Cisco’s recently published 2015 Annual Security Report summarized the security trends it found in 2014 and advised on best practices to address predicted threats in 2015. Some of the key security findings were:
1) Malware is getting better at evading detection
2) Spam is growing in volume and sophistication
Cisco found that the volume of spam increased 250% from January to November in 2014 and spammers are finding more ways of evading spam filters. Spam content, sender addresses, and originating IP addresses can all be difficult to differentiate from legitimate emails. In the case of hiding the sender’s IP address spammers have been using a “snowshoe” method of emailing in where the emails are sent from a large number of (often infected) computers. So it isn’t possible to track the email back to a specific blacklisted address.
3) Known threats are still problems on outdated software
2014’s headline security threats – Heartbleed and Shellshock – are still issues. Cisco’s surveys found that 56% of the OpenSSL implementations were using versions greater than 4 years old and only 10% of the IE browsers accessing sites were using the current version. The problem is not that patches aren’t being applied, it’s that versions aren’t being updated to ones where patches are available for vulnerabilities. Cisco provided the following recommendation:
To overcome the guaranteed eventual compromise that results from manual update processes, it may be time for organizations to accept the occasional failure and incompatibility that automatic updates represent.
4) Users are a significant vulnerability
Malware may be inadvertently downloaded from seemingly safe websites – Cisco found that many high-ranking, short lived websites contained malware. Malware was also installed through browser add ons and software downloads – often with misleading and confusing install options that trick the user into agreeing to install the malware. In Cisco’s survey of 70 companies there were 711 users affected by malware at the beginning of the year. Rising to a peak of 1751 users affected during the month of September.
Cisco provided several recommendations on how to deal with the current security climate:
- Adopt a more sophisticated endpoint visibility, access, and security (EVAS) control strategy. Even if you are able to secure your network you still have to plan for what to do if an attack occurs. Determining the scope of an attack that makes it past a network’s front door means monitoring the potential target endpoints within the network. EVAS monitors the endpoint activity within a network before, during, and after attacks, allowing you to formulate a plan to deal with mitigating the threat and providing the tools to conduct a forensic analysis to prevent the problem from occurring again.

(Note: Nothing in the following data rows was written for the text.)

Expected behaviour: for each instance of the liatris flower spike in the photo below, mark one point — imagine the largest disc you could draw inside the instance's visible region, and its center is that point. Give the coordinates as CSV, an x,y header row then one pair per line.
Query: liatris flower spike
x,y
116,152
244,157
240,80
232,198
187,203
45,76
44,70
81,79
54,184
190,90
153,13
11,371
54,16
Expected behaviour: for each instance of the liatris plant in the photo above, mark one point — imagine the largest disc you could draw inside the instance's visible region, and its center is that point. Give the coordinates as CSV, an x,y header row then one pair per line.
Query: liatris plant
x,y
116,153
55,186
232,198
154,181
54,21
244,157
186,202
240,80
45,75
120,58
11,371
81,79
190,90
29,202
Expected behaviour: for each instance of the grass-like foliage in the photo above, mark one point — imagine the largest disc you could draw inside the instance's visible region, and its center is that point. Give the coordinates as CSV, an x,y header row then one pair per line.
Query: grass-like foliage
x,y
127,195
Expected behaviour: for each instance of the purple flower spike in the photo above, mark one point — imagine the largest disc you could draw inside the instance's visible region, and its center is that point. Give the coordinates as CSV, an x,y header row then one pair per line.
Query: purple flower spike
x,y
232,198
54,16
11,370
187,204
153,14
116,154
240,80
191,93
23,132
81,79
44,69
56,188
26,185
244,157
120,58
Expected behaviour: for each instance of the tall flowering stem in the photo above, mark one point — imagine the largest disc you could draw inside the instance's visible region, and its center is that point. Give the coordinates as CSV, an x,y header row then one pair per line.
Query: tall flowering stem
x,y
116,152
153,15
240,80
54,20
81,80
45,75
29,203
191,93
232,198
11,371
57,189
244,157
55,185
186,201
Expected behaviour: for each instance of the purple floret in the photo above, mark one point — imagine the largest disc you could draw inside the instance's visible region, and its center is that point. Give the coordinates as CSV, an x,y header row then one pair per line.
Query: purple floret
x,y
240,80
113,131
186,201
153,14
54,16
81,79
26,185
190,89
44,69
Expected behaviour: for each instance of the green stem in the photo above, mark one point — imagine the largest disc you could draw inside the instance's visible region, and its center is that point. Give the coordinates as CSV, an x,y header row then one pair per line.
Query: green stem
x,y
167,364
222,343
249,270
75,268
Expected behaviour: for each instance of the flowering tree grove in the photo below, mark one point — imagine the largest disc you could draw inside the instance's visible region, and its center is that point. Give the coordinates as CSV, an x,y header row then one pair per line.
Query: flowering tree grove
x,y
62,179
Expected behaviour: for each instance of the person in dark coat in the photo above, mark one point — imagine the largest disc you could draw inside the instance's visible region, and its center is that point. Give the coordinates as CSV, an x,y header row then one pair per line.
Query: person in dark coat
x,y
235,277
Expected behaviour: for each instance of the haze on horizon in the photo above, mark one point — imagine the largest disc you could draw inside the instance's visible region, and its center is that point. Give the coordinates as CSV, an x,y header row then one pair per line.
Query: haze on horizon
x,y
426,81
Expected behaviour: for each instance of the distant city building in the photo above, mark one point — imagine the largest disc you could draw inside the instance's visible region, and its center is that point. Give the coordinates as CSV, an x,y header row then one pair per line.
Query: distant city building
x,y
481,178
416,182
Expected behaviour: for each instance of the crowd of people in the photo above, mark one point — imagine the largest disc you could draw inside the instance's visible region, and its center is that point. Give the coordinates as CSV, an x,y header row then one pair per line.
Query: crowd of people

- Security must be integrated into the business. Business planners and security staff must work together to ensure that security is an integral part of all IT plans. However security that makes it difficult for users to access resources can result in users finding ways to circumvent security measures. Security planning must consider both protection from threats and accessibility for users.
- Users must be included in the security plans. No security plan will be able to address all problems. There are too many possible threats and they change too quickly. Users must be trained on what activities are potentially dangerous and how to recognize when there is a problem as well as how to report problems.